THE Reagan approach to strategic issues seems to be a willingness to accept cuts in weapons arsenals, but not restraint on the variety or sophistication of weapons. This attitude appears based on a belief in an American technological imperative, a conviction that Western security depends on US scientific and technological inventiveness. Yes, the administration argues, the Soviets have an antisatellite system that is ground based and cumbersome; but the Americans have a flexible and deadlier ASAT that is all ready to test. Yes, our announcement that we are going ahead with testing, before the November summit between President Reagan and Mr. Gorbachev, may look like we are willing to risk credibility on seeking arms reductions in the face of Soviet demands that arms cuts be linked to restraint on space militarization and defensive system s. But Congress has approved the tests. And we do not intend to link our defensive systems, whether ASAT or ``star wars,'' to the mutual arms reduction bargaining.

The gist of this position is that the administration intends to continue the arms race in theater and mode, in research and technology readiness. But perhaps not so.

As argued in the column opposite, now is a moment to intercept the launch of the arms race into space. Military satellites are part of the nuclear age safety net, providing the system of surveillance, tracking, warnings, and communication that helps counter the nuclear balance of terror. An ASAT weapons race jeopardizes this satellite safety net. The technologies of ASAT lead into those of a ballistic missile defense system. If the US is bent on testing its ASAT system, the best hope may be an agreement

freezing ASAT weaponry at the current development level and banning further tests, especially at the high altitudes where the most remote satellites hover. This would balance the US technological edge against the Soviets' altitude edge. Viewed as such, the ASAT issue could become a constructive part of the Geneva summit agenda. The President's strategic defensive initiative, or ``star wars,'' program is down the pike in development; ASAT is at hand.

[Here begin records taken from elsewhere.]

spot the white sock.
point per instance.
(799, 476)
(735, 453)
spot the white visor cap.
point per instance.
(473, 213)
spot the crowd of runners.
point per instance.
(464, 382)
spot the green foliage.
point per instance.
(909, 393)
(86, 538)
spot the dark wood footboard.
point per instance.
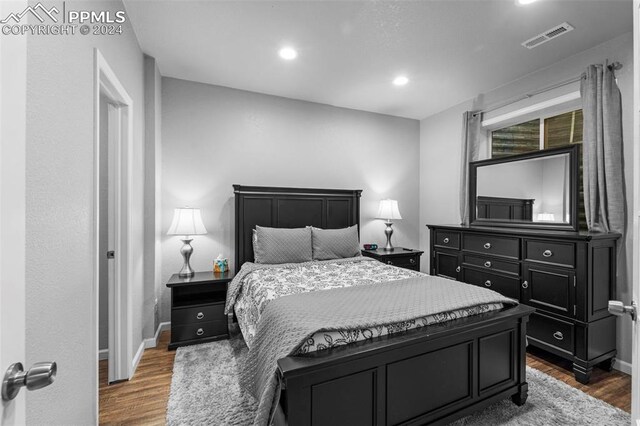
(429, 376)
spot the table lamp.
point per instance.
(388, 211)
(187, 222)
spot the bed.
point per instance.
(420, 375)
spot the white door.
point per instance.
(13, 65)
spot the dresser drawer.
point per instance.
(488, 244)
(506, 286)
(205, 313)
(492, 264)
(446, 239)
(562, 254)
(202, 330)
(551, 331)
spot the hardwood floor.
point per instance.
(143, 399)
(613, 387)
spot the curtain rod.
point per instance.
(613, 67)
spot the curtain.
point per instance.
(602, 144)
(473, 138)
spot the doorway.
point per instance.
(112, 275)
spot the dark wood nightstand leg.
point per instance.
(582, 373)
(521, 397)
(607, 365)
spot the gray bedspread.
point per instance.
(288, 321)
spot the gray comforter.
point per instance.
(288, 321)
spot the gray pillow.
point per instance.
(282, 245)
(335, 243)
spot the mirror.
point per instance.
(533, 190)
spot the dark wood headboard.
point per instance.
(290, 208)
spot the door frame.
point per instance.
(120, 308)
(13, 140)
(635, 282)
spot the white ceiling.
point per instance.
(350, 51)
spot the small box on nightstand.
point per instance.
(197, 308)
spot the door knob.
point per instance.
(616, 307)
(41, 374)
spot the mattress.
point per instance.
(264, 284)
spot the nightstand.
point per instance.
(197, 308)
(402, 257)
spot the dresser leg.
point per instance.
(521, 397)
(582, 373)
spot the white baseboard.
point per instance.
(153, 341)
(136, 359)
(623, 366)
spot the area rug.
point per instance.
(205, 390)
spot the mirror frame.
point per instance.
(573, 188)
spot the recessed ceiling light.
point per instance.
(400, 80)
(288, 53)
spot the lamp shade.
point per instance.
(187, 221)
(388, 210)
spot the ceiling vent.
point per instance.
(550, 34)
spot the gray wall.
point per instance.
(213, 137)
(440, 137)
(61, 308)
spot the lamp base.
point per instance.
(186, 251)
(388, 232)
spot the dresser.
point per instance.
(197, 308)
(401, 257)
(568, 277)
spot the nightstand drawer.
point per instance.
(198, 314)
(488, 244)
(198, 331)
(562, 254)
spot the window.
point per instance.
(543, 133)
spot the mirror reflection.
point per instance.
(530, 190)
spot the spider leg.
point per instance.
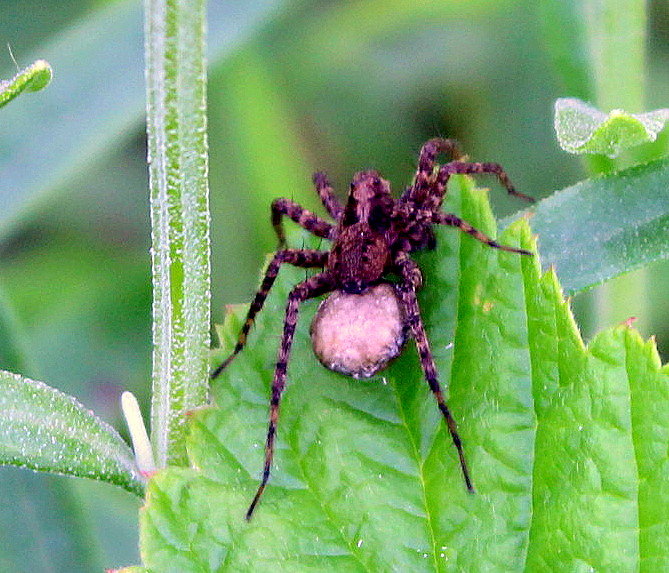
(424, 178)
(297, 257)
(327, 195)
(432, 148)
(454, 221)
(466, 168)
(312, 287)
(411, 280)
(305, 219)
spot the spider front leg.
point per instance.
(312, 287)
(304, 218)
(411, 280)
(327, 195)
(455, 221)
(305, 258)
(466, 168)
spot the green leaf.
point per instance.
(31, 79)
(606, 226)
(582, 128)
(565, 443)
(46, 430)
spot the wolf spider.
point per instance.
(372, 238)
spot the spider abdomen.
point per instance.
(358, 334)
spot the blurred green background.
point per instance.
(294, 87)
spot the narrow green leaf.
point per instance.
(582, 128)
(603, 227)
(31, 79)
(177, 139)
(46, 430)
(365, 476)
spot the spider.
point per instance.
(372, 240)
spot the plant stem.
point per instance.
(176, 126)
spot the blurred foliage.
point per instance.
(294, 87)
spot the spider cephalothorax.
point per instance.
(372, 239)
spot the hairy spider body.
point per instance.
(372, 239)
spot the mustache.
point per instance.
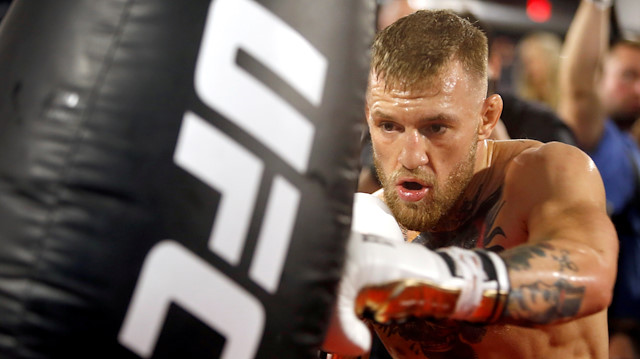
(419, 173)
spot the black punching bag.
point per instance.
(176, 176)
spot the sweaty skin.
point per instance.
(540, 206)
(498, 222)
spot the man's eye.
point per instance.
(437, 128)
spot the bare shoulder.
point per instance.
(555, 171)
(554, 159)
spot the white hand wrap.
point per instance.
(347, 334)
(485, 275)
(602, 4)
(391, 280)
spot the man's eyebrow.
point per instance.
(381, 115)
(438, 117)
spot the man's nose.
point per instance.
(414, 151)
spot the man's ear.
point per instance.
(491, 111)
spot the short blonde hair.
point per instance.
(416, 48)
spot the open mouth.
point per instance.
(412, 186)
(411, 191)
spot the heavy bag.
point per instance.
(176, 177)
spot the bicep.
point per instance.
(566, 269)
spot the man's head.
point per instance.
(427, 111)
(621, 82)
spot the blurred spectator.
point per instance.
(536, 76)
(600, 99)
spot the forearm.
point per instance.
(555, 281)
(584, 47)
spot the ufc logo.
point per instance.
(173, 274)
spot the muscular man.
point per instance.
(515, 256)
(600, 88)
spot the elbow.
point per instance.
(600, 295)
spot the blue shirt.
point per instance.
(613, 156)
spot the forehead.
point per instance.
(451, 81)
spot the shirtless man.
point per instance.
(515, 256)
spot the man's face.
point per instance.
(621, 82)
(425, 144)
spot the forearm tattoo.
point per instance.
(543, 301)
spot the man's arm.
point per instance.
(566, 270)
(584, 47)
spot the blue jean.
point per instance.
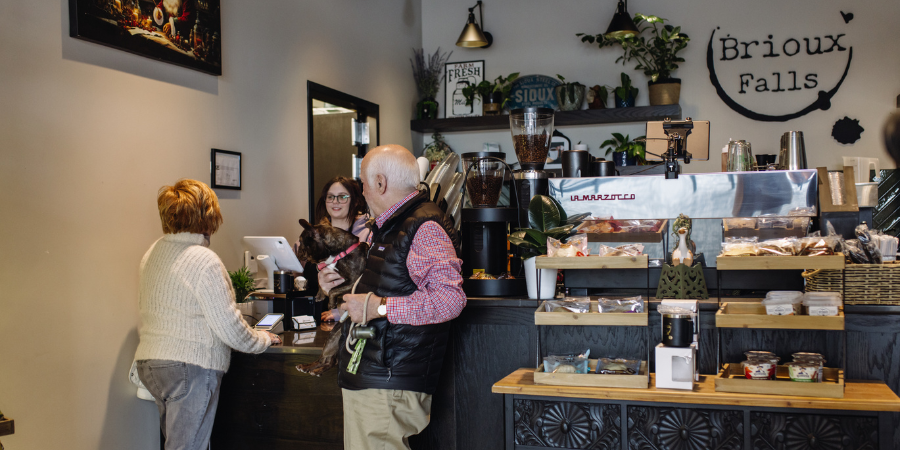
(187, 396)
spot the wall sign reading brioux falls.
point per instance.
(750, 73)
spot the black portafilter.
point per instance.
(892, 136)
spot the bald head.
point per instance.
(389, 173)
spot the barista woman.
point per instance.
(189, 321)
(343, 206)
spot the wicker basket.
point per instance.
(860, 284)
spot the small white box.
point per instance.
(675, 367)
(304, 322)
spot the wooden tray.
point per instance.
(592, 262)
(641, 237)
(753, 315)
(542, 317)
(639, 381)
(780, 262)
(731, 379)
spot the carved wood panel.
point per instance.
(661, 428)
(567, 424)
(807, 432)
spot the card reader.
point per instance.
(271, 323)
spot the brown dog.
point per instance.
(323, 244)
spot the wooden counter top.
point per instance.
(858, 395)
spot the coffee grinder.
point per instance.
(532, 129)
(485, 227)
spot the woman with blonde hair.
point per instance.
(189, 321)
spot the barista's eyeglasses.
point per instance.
(337, 198)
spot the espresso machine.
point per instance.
(485, 225)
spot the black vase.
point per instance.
(426, 109)
(624, 102)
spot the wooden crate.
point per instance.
(641, 380)
(641, 237)
(542, 317)
(872, 284)
(731, 379)
(592, 262)
(753, 315)
(780, 262)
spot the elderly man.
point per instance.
(413, 284)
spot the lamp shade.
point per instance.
(622, 23)
(472, 35)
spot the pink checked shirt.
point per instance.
(434, 267)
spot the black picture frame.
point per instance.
(222, 169)
(136, 26)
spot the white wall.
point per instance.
(87, 136)
(538, 37)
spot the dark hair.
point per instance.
(357, 204)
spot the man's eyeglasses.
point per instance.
(337, 198)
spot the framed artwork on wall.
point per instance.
(225, 169)
(458, 76)
(182, 32)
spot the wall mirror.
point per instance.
(336, 143)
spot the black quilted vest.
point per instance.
(402, 357)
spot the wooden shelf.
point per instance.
(780, 262)
(561, 119)
(592, 262)
(753, 315)
(542, 317)
(858, 396)
(731, 379)
(7, 426)
(640, 380)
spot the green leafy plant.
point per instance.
(546, 218)
(626, 90)
(656, 55)
(568, 89)
(242, 283)
(501, 84)
(625, 144)
(428, 73)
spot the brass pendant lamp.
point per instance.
(622, 23)
(472, 35)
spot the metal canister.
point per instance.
(284, 281)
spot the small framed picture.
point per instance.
(225, 169)
(458, 76)
(558, 144)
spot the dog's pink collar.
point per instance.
(337, 258)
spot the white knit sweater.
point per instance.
(187, 306)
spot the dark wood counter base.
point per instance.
(539, 416)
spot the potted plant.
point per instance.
(596, 96)
(243, 285)
(569, 95)
(657, 55)
(625, 151)
(494, 95)
(546, 218)
(428, 75)
(626, 93)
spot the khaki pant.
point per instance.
(383, 419)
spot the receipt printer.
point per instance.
(271, 323)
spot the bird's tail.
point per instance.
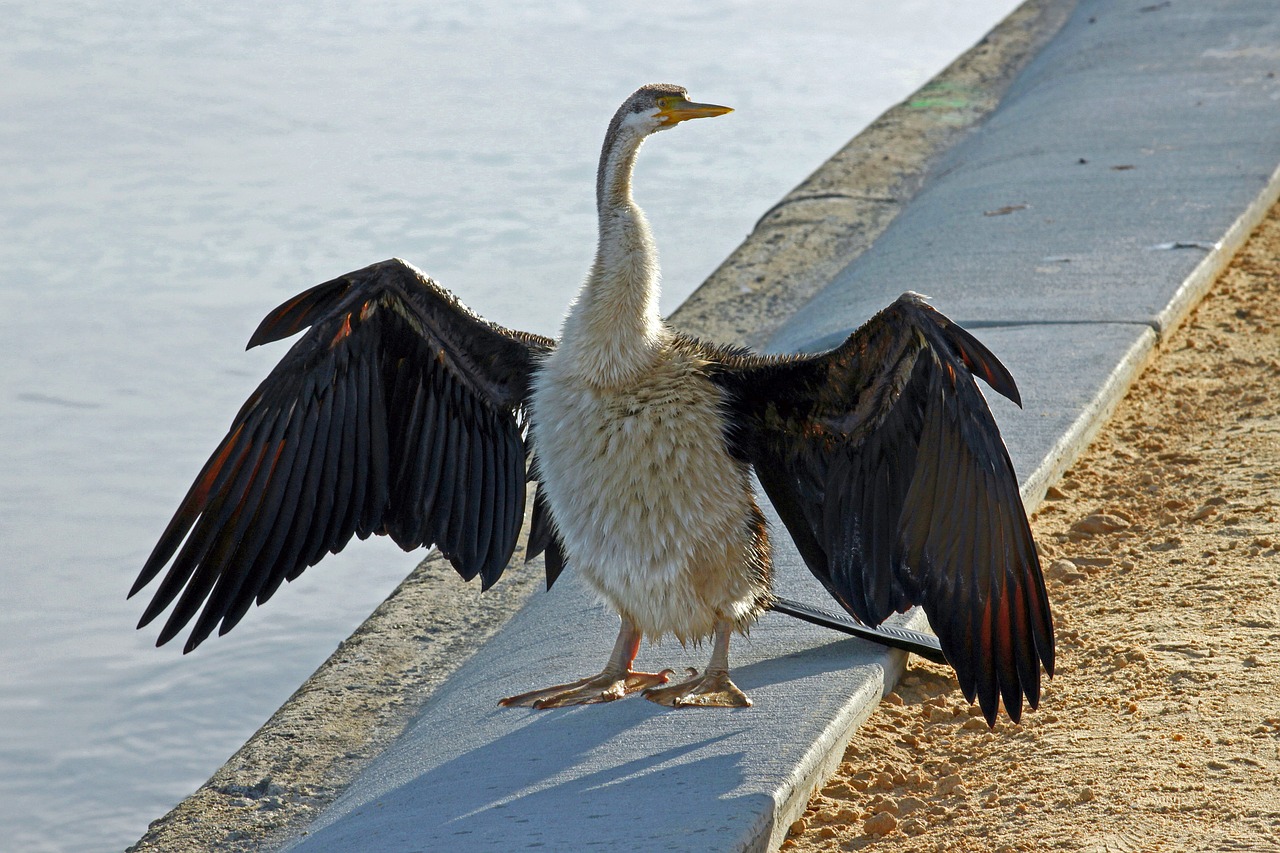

The problem with a technological race, as with a firepower race far in excess of a capacity for mutual annihilation, is its insatiableness. It is a game of catch-up, not rest. It does not really offer peace. Advantage is elusive. The Soviets, for example, have begun to make gains in nuclear submarine silence, a key to US nuclear submarine fleet superiority.

We know President Reagan continues to promise that his administration's defensive weapons system in outer space offers ``a way out of the nuclear dilemma that has confounded mankind for four decades,'' as he did again late last week in Los Angeles. But there is no more security in technological deftness than in sheer bomb megatonnage; some argue the other way: that too threatening a disparity in technology is destabilizing and could prompt the lagging superpower to heighten world tensions -- or to do wo rse.

No outside analyst is quite sure what the Reagan administration is up to with its latest put-it-to-them offensive toward the Soviets. Reports from inside the administration indicate that many policy contradictions remain unresolved. Announcements like the ASAT test go-ahead may reflect the din of battle inside the White House as much as a message in any coordinated Geneva approach.

Whatever the case, American technological hubris should not be allowed to impair progress in Geneva any more than should brute Soviet bluster.